A very well written contribution on an important topic.
I find that each of the 3 contributions in the paper could justify a paper for themselves:
The GAI++ algorithm is a simple generalization of the GAI algorithms, that settle an interesting open question regarding FDR versus mFDR control.
The weighted-online FDR control is a nice extension of online-FDR.
Most importantly, in my opinion, is the introduction of the mem-FDR which is a natural adaptation of the exponentially weighted moving average to FDR control. I am surprised this has not been suggested previously, and is a natural and important error criterion.
It is for this last contribution that I expect this paper to have a high impact.

This paper unifies and extends concepts related to the online false discovery rate (FDR) control. This is a recent trendy setting where null hypotheses are coming in a sequential manner over time and the user should make an (irrevocable) decision about rejecting (or not) the null coming at each time. The aim is to make a sequential inference so that the expected proportion of errors among the rejected nulls is bounded by a prescribed value $\alpha$ (at any stopping time).

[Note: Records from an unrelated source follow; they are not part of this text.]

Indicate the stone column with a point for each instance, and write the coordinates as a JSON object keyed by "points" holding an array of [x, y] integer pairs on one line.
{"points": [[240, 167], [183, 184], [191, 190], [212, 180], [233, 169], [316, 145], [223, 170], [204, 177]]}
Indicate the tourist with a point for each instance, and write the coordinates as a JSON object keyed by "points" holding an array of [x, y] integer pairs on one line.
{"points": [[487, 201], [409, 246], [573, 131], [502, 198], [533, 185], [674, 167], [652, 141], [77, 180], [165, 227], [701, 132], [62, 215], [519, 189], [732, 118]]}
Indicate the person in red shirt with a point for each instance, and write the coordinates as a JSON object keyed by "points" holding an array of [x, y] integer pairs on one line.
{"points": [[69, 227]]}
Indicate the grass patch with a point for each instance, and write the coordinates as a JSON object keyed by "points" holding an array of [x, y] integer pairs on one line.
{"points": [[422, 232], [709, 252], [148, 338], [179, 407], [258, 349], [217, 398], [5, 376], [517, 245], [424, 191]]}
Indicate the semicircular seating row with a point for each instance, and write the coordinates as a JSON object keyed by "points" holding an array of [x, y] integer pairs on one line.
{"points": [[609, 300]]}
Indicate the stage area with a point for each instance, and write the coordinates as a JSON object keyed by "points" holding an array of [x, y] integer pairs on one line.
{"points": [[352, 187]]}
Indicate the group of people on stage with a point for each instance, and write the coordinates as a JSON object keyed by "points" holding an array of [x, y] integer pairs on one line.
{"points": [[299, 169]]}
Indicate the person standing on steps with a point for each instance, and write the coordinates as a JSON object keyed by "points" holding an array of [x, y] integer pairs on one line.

My opinion is that this paper is of very high quality: the writing is good and easy to follow, the motivation is clear and interesting, the new procedures and concepts are clever and the proofs are really nicely written.

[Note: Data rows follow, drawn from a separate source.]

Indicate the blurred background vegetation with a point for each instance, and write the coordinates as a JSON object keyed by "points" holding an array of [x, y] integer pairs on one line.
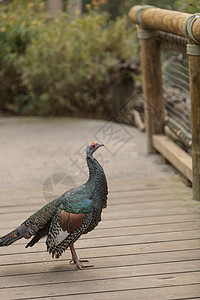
{"points": [[81, 61]]}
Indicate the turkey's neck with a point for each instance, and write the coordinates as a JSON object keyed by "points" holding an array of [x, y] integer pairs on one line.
{"points": [[97, 183], [96, 171]]}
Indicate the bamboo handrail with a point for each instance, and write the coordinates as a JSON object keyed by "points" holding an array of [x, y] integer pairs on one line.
{"points": [[165, 20], [152, 19]]}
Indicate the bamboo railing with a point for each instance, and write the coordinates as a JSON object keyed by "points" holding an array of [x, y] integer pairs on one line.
{"points": [[152, 22]]}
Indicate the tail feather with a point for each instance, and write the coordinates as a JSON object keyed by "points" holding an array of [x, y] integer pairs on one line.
{"points": [[32, 226], [13, 236]]}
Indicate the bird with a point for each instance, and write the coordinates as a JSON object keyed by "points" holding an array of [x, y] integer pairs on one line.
{"points": [[66, 218]]}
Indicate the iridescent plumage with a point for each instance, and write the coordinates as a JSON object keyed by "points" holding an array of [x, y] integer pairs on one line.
{"points": [[66, 218]]}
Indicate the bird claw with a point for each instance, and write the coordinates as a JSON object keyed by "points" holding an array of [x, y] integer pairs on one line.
{"points": [[79, 263]]}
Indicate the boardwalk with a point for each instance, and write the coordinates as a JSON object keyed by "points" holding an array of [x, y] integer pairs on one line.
{"points": [[146, 247]]}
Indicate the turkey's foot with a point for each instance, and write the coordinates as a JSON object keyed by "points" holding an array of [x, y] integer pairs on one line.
{"points": [[77, 261]]}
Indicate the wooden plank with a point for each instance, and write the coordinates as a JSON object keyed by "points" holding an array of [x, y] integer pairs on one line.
{"points": [[117, 240], [110, 223], [113, 215], [194, 66], [189, 291], [42, 265], [24, 212], [104, 285], [141, 229], [39, 251], [174, 154], [56, 277]]}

My only concern is that the strongest innovation (decaying memory procedure) is maybe not
sufficiently well put forward in the main paper. It only comes at the last 1.5 pages and there is no illustration for Alpha-death recovery. This concept seems however more important than the double-weighting of Section 4 that can be put in appendix safely (more standard). I would also suggest to put Section D.3 of the supplement in the main paper (illustration of Piggybacking).
Here are some other comments and typos :
line 58 "will equal 1" (only with high probability);
line 131 "mst";
line 143 "keeping with past work";
Notation "W(t)" I suggest to use W_t (if you agree);
Lemma 1 f_i is not F_i measurable but just measurable (right?);
Section D.1, line 469-470 :" mu_j follows 0" should read "mu_j=0";
line 528 : equation (13) should read equation (10);
line 529-530 : -phi_t (R_t-1) should read +phi_t (R_t-1).